Porządziłam się Waszymi wpisami trochę, ale mam nadzieję, że mi wybaczycie. Trudny miałam wybór, bo oddający głosy na fionę, pięknie piszą. Post zgłaszeniowy jest poprawiony. Dziękuję autorkom wpisów Spisane przeze mnie z wyniku badań Laury normy, były ludzkie... Usunęłam je, bo wprowadzały w błąd, ale i tak jest źle
Laura miała chwilowa poprawe po lekach tzn przez trzy dni kupa była ładna. Wczoraj znów ciapa poleciała. Dzisiaj bez kupy jeszcze. Jutro kicia jedzie na konsultacje do innego weta. Zobaczymy może coś wymyśli...
Toriś właśnie budzi się po odjajczeniu.
Ostatnie pomieszczenie gdzie tymczasowaliśmy koty jest zalane. Przez te opady śniegu chyba Cześć kotów wczoraj zostało ewakuowane dzisiaj reszta bedzie przeniesiona.

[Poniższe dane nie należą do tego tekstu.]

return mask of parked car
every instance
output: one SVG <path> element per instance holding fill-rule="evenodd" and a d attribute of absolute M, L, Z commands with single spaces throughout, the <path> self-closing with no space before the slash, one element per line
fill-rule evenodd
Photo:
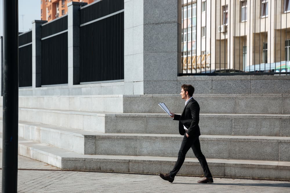
<path fill-rule="evenodd" d="M 205 71 L 202 71 L 200 73 L 237 73 L 238 72 L 244 72 L 245 71 L 239 69 L 211 69 L 211 70 L 207 70 Z"/>

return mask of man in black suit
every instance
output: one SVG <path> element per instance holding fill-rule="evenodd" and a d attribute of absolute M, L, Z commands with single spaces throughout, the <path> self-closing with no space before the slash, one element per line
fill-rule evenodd
<path fill-rule="evenodd" d="M 185 106 L 181 115 L 171 113 L 172 115 L 170 117 L 173 117 L 173 120 L 179 121 L 179 133 L 184 137 L 178 152 L 177 161 L 173 169 L 168 174 L 159 174 L 159 175 L 163 179 L 172 183 L 184 162 L 186 153 L 191 148 L 202 167 L 205 177 L 202 180 L 197 181 L 197 183 L 212 183 L 213 182 L 213 177 L 205 157 L 200 149 L 199 139 L 200 132 L 198 126 L 200 107 L 197 102 L 192 98 L 194 88 L 190 84 L 183 84 L 181 89 L 180 95 L 181 98 L 185 100 Z"/>

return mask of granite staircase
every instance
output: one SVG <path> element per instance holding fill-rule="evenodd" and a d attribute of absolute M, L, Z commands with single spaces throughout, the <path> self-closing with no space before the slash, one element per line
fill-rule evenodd
<path fill-rule="evenodd" d="M 290 94 L 193 97 L 213 175 L 290 179 Z M 178 95 L 19 96 L 19 153 L 64 169 L 168 172 L 183 137 L 161 102 L 184 105 Z M 203 174 L 191 150 L 179 174 Z"/>

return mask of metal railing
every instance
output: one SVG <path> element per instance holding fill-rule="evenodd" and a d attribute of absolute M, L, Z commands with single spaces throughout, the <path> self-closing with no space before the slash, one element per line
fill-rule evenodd
<path fill-rule="evenodd" d="M 80 82 L 124 79 L 124 1 L 89 5 L 80 11 Z"/>
<path fill-rule="evenodd" d="M 32 32 L 19 34 L 19 40 L 18 85 L 32 86 Z"/>
<path fill-rule="evenodd" d="M 290 74 L 289 1 L 182 0 L 179 76 Z"/>
<path fill-rule="evenodd" d="M 41 25 L 41 85 L 68 84 L 68 16 Z"/>

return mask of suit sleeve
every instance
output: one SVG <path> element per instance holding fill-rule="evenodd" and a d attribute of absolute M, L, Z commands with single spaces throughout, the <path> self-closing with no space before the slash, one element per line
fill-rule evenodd
<path fill-rule="evenodd" d="M 199 111 L 199 106 L 196 102 L 192 103 L 190 105 L 190 112 L 191 113 L 191 122 L 190 126 L 188 128 L 186 133 L 190 136 L 192 135 L 194 133 L 194 130 L 198 126 L 198 125 L 199 119 L 197 117 L 197 116 L 198 115 L 198 112 Z"/>
<path fill-rule="evenodd" d="M 174 114 L 174 117 L 173 117 L 173 120 L 179 121 L 180 119 L 180 115 L 179 115 Z"/>

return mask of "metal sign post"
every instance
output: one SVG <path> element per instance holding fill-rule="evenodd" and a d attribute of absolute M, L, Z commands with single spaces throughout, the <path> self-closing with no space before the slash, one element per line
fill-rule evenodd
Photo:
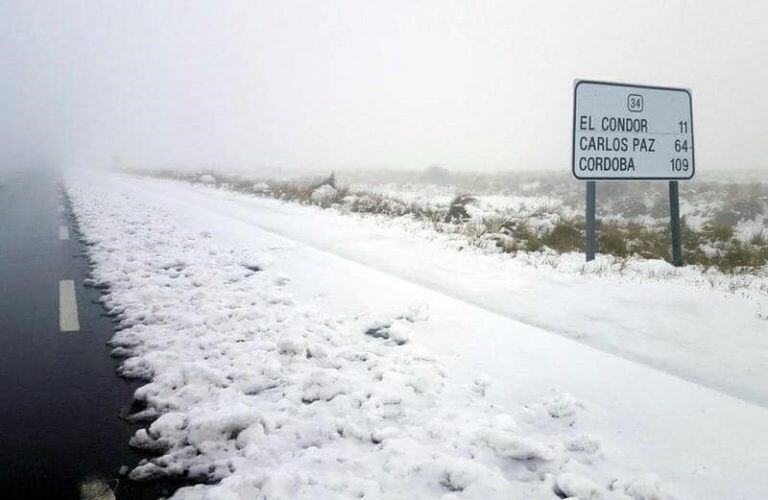
<path fill-rule="evenodd" d="M 596 182 L 587 181 L 587 262 L 597 253 L 597 221 L 595 220 Z"/>
<path fill-rule="evenodd" d="M 595 258 L 598 180 L 668 180 L 672 263 L 683 265 L 678 180 L 693 178 L 693 113 L 686 89 L 577 81 L 574 177 L 587 181 L 587 261 Z"/>
<path fill-rule="evenodd" d="M 683 242 L 680 235 L 680 195 L 677 181 L 669 181 L 669 228 L 672 239 L 672 264 L 683 265 Z"/>

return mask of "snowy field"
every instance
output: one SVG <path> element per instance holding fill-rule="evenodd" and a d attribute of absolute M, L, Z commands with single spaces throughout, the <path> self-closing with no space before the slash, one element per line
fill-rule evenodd
<path fill-rule="evenodd" d="M 207 483 L 177 498 L 768 492 L 759 297 L 174 181 L 67 191 L 120 372 L 147 380 L 132 444 L 158 457 L 130 475 Z"/>

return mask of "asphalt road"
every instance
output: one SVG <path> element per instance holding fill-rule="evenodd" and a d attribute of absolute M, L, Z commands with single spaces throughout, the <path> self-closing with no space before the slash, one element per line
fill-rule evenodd
<path fill-rule="evenodd" d="M 113 322 L 83 286 L 83 251 L 57 175 L 0 177 L 2 499 L 80 498 L 93 477 L 117 479 L 118 499 L 179 485 L 118 473 L 144 458 L 128 447 L 137 427 L 119 417 L 137 383 L 115 373 Z"/>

Koty zostały na lodzie a my bez żadnych możliwości pomocy
Szkoda - nie udało nam się w tym miesiącu z głosowaniem... Teraz zmieniam banerek i dołączam do zwycięzców wewnętrznej ankiety bo rozproszone głosy jak nieraz się przekonałam nie mają szans - mogę jedynie pocieszyć się że w wewnętrznej ankiecie miau wygrały Osoby z osiedla, na którym mieszkałam 30 lat - właśnie tam mieszka albo Rustie albo Jej Babcia – reszta wątka dotyczy osiedli z jakiejś innej części miasta.
Witam, co z kotami ewakuowanymi z zalanego pomieszczenia??jak moge pomoc??czego potrzebujecie??to pomieszczenie jest w Kielcach??bo jak np w krakowie to moglbym pomoc przy jego sprzataniu...
Właśnie chciałam się dopisać i życzyć wszystkim kieleckim futrom, tym bezdomnym i tym parapetowym zawsze pełnych miseczek i wielu czułych rąk do głaskania
a ja nietypowo życzę w takim razie wszystkim Dużym, by znaleźli swego kota do głaskania, miziania i karmienia, bo taki ogonek to najlepszy antydepresant!